Additional to the pharmacological treatment, which can be prescribed as acute (Slover and Kent 2015) and/or prophylactic treatment (Locher et al 2020), the (CRAFTA®) physical therapy treatment may include following treatment options:
- Behavioral therapy, for example:
- treatment adherence (Guidetti et al 2017, Bensing and Verheul 2010)
- lifestyle management (Slover and Kent 2015, Frag et al 2013)
- relaxation techniques and biofeedback (Slover and Kant 2015), biofeedback and virtual reality (Shiri et al 2013))
- Training (Baillie et al 2014)
- Pain education (Pincus et al 2013, Hurley-Wallace et al 2019)

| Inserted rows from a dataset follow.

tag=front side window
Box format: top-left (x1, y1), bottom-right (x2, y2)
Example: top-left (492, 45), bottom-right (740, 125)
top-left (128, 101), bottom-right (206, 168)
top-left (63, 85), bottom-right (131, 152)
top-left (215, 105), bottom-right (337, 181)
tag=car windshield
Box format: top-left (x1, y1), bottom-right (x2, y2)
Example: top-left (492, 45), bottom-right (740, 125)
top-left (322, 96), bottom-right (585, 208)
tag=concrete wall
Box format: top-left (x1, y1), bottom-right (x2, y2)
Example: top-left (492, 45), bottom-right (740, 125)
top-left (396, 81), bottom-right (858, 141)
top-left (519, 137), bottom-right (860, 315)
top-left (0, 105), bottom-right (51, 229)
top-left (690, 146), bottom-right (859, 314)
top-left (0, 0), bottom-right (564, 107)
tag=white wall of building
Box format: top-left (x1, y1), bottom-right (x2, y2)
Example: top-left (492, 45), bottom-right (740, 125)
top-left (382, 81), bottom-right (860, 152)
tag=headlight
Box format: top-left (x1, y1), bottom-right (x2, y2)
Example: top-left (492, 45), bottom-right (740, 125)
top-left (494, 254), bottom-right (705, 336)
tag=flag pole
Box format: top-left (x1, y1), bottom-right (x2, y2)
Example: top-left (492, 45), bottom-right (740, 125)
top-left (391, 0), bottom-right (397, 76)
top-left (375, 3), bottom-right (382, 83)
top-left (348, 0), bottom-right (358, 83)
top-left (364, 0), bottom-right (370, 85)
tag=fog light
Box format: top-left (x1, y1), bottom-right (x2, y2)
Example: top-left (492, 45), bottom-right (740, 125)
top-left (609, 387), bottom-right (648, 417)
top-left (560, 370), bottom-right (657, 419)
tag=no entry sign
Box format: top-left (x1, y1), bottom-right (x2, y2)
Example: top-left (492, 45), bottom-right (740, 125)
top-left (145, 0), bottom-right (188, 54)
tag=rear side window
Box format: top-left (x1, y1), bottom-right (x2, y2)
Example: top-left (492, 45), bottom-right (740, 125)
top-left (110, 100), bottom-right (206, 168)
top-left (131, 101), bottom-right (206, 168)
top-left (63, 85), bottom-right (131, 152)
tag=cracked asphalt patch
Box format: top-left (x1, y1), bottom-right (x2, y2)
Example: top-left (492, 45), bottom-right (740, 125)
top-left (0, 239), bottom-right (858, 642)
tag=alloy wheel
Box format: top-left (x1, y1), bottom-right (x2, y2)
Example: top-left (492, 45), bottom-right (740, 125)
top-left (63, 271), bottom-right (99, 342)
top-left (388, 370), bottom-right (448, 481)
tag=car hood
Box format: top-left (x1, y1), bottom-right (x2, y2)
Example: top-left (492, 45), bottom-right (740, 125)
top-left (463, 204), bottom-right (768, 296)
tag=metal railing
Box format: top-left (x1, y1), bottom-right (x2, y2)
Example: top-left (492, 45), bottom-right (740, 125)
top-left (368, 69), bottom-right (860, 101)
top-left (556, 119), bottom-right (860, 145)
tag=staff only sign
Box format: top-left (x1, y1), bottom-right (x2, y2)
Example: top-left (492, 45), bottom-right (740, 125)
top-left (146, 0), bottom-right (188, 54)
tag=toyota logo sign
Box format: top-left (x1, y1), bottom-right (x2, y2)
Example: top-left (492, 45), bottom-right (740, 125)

- Treatment of musculoskeletal dysfunctions:
- Motor- and movement skills (exercise)
- Cervical region (Figure 5)
- Craniofacial region
- (peripheral) nervous system (Neuraxis and /or cranial nerves)
- Vestibular system
- Oculomotor system
Figure 5 treatment technique for the upper cervical spine (picture von Piekartz).
Promising treatment in the future (until now evidence in adults, but not in children):
- Mirror therapy
- Laterality- and emotion (recognition) training (von Piekartz and Mohr 2014)
The CRAFTA® therapist, child and parents use a collaborative reasoning process to evaluate the changes in signs and symptoms according to the clinical parameters of the AAN (American Academy of Neurology Practice Parameter, Silberstein 2000)
These parameters are
- Reduction of headache frequency, severity, duration, and disability
- Reduction of reliance on poorly tolerated, ineffective, or unwanted acute pharmacotherapies
- Improvement in the quality of life
- Avoidance of acute headache medication escalation
- Education and enablement of patients to manage their disease to enhance personal control of their migraine; and
- Reduction of headache-related distress and psychological symptoms
If the signs and symptoms will not change and decrease for 20-30% during the first 3-4 treatments, the child has to be referred to a physician or specialist.
The specialized CRAFTA® therapist aims to work as part of an interdisciplinary team with medical doctors (pediatrician, neurologist, general doctor), speech therapists, psychological therapist and other disciplines to increase the outcome of the above mentioned parameters (Shulman et al 2020).
We will present more information of headache in adults of other dysfunctions in children at a later moment.